Ocurre en plena calle, y lo que es peor, en terrible y contrastable 3 D. Un caos tridimensional elevado al cubo, pues cúbica es la forma de los edificios en los que se alojan los reactores dañados, que está dejando ante nuestros espantados ojos de espectadores occidentales a cientos de miles de kilómetros de la tragedia un desolador panorama de ciudades fantasmas abatidas por la incontrolable fuga radioactiva de centrales nucleares que, hasta hace pocas horas, eran modélicas por sus garantías de seguridad.

Pero ya sabemos al detalle que no ha sido así, que ahora estos generadores corren peligro de estallar, lo que ha puesto en entredicho una política energética tan dependiente de ellos. Por una puñetera vez, la televisión no inventa la realidad. La describe y la muestra con su rostro más inquietante.

El de una nación hipertecnificada, que había hecho un motivo de orgullo patriótico su afán por acorazarse contra los movimientos de tierra y otras afrentas naturales.
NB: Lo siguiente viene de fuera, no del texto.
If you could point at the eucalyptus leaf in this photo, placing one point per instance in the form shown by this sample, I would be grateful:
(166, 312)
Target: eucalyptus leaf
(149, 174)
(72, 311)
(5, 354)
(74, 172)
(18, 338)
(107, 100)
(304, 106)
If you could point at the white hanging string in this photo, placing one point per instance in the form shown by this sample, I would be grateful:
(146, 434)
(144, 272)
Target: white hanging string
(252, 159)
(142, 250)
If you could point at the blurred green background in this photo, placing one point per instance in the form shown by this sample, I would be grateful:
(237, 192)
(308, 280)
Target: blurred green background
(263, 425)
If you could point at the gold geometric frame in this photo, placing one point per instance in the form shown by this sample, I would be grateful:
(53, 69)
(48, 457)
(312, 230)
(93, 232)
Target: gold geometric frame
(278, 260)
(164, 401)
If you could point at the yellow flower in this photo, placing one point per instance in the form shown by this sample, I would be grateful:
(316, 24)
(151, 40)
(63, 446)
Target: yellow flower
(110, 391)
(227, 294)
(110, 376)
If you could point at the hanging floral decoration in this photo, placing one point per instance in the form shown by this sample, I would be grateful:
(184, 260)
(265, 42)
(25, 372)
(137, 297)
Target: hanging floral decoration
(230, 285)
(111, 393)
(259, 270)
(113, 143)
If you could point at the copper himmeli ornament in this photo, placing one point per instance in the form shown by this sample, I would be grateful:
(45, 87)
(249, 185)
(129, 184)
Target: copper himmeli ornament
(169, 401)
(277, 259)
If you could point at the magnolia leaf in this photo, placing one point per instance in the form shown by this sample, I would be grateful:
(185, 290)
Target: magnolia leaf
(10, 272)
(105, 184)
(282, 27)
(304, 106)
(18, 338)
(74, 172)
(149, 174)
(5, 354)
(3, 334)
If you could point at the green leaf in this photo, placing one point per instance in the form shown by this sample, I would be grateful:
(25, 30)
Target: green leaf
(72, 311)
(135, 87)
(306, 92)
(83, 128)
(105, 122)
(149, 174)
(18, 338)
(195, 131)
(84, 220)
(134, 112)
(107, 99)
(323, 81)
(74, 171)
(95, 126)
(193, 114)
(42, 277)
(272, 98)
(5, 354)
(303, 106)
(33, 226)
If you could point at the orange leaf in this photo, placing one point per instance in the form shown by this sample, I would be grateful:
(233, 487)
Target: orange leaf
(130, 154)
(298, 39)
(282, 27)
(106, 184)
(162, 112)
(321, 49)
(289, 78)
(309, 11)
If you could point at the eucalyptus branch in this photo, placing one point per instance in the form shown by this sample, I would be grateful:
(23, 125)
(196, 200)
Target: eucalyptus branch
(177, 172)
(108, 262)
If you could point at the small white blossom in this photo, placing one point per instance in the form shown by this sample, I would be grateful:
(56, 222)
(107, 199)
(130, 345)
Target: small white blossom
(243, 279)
Pero que, pese a sus minuciosas precauciones, se ha visto vulnerada por la desatada violencia de su mayor enemigo: la falla sísmica hundida en las profundidades del océano.

Estos días Japón es como un boxeador noqueado, y a punto de desplomarse sobre la lona. Primero le sacudió la demoledora fuerza de un terremoto que casi se sale de las escalas de medición. Lo hizo con un traicionero golpe bajo al que siguieron, con el luchador hecho un guiñapo, una sucesión interminable de réplicas, y la desatada furia del maremoto. Del tsunami invasor que, en su insidiosa acometida, fue capaz en poco tiempo de reducir las dimensiones del país, borrando de un manotazo de mar encolerizado sus límites en los mapas.

El mar, desbocado, loco y altivo, trasmutado en un monstruo devorador que lamió con la saliva gigante de su lengua destructiva todo rastro de humanidad. Desbordando costas, aplastando playas, casas, barcos y vehículos le ha dado un empujón brutal a Japón. El país que no sabe, que no quiere llorar para no complicar las cosas más de lo que ya lo está con lamentos preñados de energía negativa. Como si no tuviera ya suficiente energía nuclear destructiva apoderándose en toda su extensión de sus desprotegidos cuerpos.

¡Qué pena que las lágrimas no puedan ser un tónico reparador! Una impermeable mascarilla que exonerase la piel pálida de nuestros hermanos nipones ante los gases letales. Un paraguas infalible para la lluvia ácida, para las partículas criminales escapadas de sus celdas, de su caldera atómica.

Frente a ellas los ciudadanos tratan de no alterar su ritmo habitual de vida. Están rodeados de escombros, carecen de alimentos y de combustibles, pero muestran una sorprendente normalidad. Se han acostumbrado a sobrevivir hostigados por titulares de prensa que vaticinan la peor calamidad.

Andan entre refugiados, buscan a los desaparecidos y tratan desesperadamente de enterrar a sus muertos. En un lugar donde la civilización y la espiritualidad van tan unidas, sus habitantes aún inclinan la cabeza ante el emperador, pero nunca claudican ante la adversidad. Ahora están ante su prueba más dura. Toda la ayuda que reciban será poca.

Los científicos nos dicen que, sacudido con tanta persistencia por la acumulación de arremetidas telúricas, el eje de la tierra se ha desplazado. Que ha cambiado el mundo de sitio, para mal.